It should be “considered only a pilot study with preliminary data,” cautioned Dr. Rosario D’Anna in an email to Reuters Health. “However, inositol seems to be an interesting supplementation, even if is usually produced by our metabolism.”
The findings are reported in a September 8 online issue of Menopause by Dr. D’Anna at the University of Messina, and colleagues. In their paper, the authors note that “inositol (either in the isoform D-chiro-inositol or as myo-inositol) has been reported to improve insulin sensitivity and ovulatory function in young women affected by polycystic ovary syndrome.”
The team tested the effect of myo-inositol in 80 postmenopausal women with metabolic syndrome. The subjects were randomized to myo-inositol 2g BID plus diet or placebo plus diet for 6 months.

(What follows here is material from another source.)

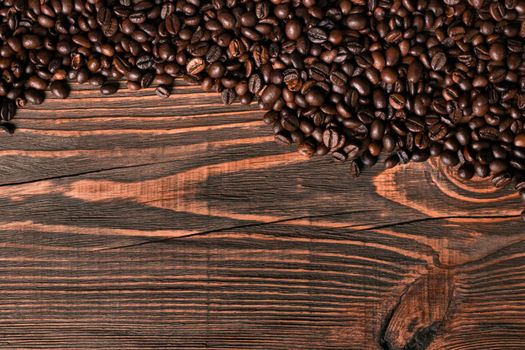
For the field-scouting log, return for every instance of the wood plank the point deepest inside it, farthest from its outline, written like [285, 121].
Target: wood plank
[135, 222]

The improvement in blood pressure, insulin resistance, cholesterol and triglycerides was significantly greater with myo-inositol supplements than placebo, the investigators found.

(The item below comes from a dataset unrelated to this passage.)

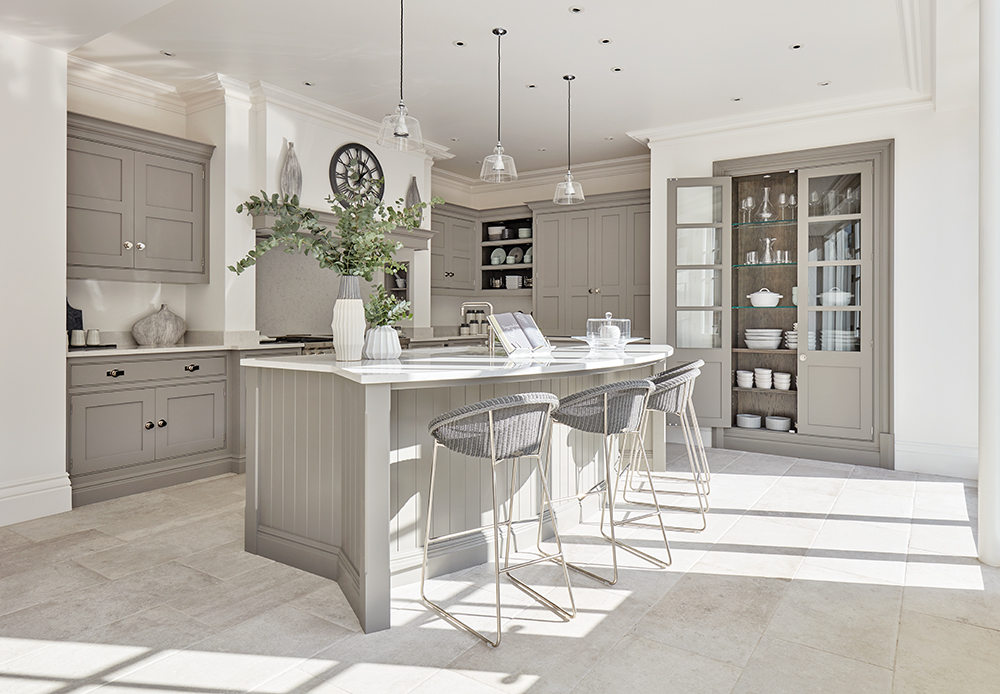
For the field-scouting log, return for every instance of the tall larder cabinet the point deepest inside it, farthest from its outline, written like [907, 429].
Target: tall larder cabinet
[810, 234]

For example, the HOMA insulin resistance index dropped from 9.4 to 2.2 and from 10.6 to 7.9 in the two groups, respectively. Corresponding increases in HDL cholesterol were 9.1 mg/dL and 0.2 mg/dL, while triglycerides dropped by 54 mg/dL and 8 mg/dL.
In discussing the results, the authors suggest that certain populations may respond more to inositol supplementation than others. “Probably, people with genetic or metabolic impairment have a reduced production of endogenous inositol, and consequently might benefit of inositol supplementation,” Dr. D’Anna suggested.
Nonetheless, she and her colleagues conclude, “This first report concerning myo-inositol supplementation for 6 months in postmenopausal women affected by metabolic syndrome demonstrated that it may improve some of the metabolic features of the syndrome such as carbohydrate metabolism, lipid profile, and blood pressure.”